Traditions creep up on you. The ones we have just evolved and have a meaning all of their own. Like DS1 always gets a Jesus related gift. I can barely remember how it started but every year he gets a Jesus gift and everyone finds it disproportionately hilarious.
Also muppets Christmas carol on Christmas Eve with mince pies and fizz .

People just want it all to be special but honestly, it just happens.

TheHouseOnTheLane · 01/12/2015 14:17

WHats no, you don't have to use them at all! If you used them last year, then get your own this year!
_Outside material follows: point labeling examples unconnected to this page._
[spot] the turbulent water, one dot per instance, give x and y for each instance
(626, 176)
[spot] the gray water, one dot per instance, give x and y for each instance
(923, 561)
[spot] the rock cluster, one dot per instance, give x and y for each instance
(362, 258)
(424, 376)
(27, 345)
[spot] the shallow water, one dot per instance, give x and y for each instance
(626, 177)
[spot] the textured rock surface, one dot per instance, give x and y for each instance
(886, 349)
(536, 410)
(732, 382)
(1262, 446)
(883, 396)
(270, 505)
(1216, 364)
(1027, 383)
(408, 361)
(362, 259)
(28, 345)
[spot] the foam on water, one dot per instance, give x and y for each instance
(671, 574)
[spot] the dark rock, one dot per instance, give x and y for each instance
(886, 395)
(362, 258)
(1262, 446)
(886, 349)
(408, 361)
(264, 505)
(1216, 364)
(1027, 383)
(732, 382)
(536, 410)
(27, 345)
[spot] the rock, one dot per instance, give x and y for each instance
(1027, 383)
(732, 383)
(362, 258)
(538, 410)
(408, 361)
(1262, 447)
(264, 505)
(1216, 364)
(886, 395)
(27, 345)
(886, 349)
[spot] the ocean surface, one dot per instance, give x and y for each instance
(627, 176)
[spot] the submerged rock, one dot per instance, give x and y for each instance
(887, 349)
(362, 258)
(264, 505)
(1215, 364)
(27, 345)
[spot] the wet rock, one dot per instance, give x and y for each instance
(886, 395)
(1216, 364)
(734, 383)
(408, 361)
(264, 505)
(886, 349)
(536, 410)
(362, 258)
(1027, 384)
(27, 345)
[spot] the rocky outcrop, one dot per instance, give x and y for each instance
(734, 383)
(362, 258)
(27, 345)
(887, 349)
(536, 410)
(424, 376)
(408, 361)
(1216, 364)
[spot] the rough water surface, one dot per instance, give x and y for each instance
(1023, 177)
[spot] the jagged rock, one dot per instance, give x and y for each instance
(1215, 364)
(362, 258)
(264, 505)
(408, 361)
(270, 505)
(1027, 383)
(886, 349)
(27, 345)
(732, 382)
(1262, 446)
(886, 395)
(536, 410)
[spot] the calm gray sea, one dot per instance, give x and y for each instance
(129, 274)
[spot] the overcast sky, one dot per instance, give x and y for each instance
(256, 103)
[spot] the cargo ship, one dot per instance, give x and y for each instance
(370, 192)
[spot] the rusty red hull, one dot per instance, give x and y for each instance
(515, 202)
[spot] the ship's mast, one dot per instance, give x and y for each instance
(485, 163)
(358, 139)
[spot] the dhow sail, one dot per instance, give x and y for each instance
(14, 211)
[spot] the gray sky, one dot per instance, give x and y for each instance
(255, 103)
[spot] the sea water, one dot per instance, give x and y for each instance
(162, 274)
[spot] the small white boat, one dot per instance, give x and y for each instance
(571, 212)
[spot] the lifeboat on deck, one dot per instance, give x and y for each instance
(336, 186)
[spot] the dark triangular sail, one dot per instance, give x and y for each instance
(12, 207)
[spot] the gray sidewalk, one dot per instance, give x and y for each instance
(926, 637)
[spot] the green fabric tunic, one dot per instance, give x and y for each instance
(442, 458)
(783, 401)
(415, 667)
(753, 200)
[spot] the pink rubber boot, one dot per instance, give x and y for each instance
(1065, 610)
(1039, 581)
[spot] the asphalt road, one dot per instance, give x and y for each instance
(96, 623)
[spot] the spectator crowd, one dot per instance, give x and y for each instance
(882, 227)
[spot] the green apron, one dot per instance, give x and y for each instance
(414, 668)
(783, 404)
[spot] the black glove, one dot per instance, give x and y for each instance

But you hit the nail. "I want to be the one to do it"

And that's fine.

DrasticAction · 01/12/2015 14:17

daisy

the presents that go into a stocking could go into a special box, hamper, bag, they could be hidden round the house in grannies special traditional Christmas hunt....

Spidertracker · 01/12/2015 14:17

The only thing I ever put my foot down about was that I didn't want in laws to bring presents on Christmas day. I wanted them to magically appear from Father Christmas.
I think stockings are ridiculously stupid, a load of old pound land tat and chocolate coins but she enjoys putting them together so I leave her to it. The kids eat the coins and bin the tat every year without fail, it is more important that MIL is a big part of their lives she won't be her forever.

TheSecondViola · 01/12/2015 14:18

Some people are even more miserable at christmas it seems. Is that a tradition?

Daisysbear · 01/12/2015 14:18

Yes, Drastic or they could be put into granny and granddad's special stocking.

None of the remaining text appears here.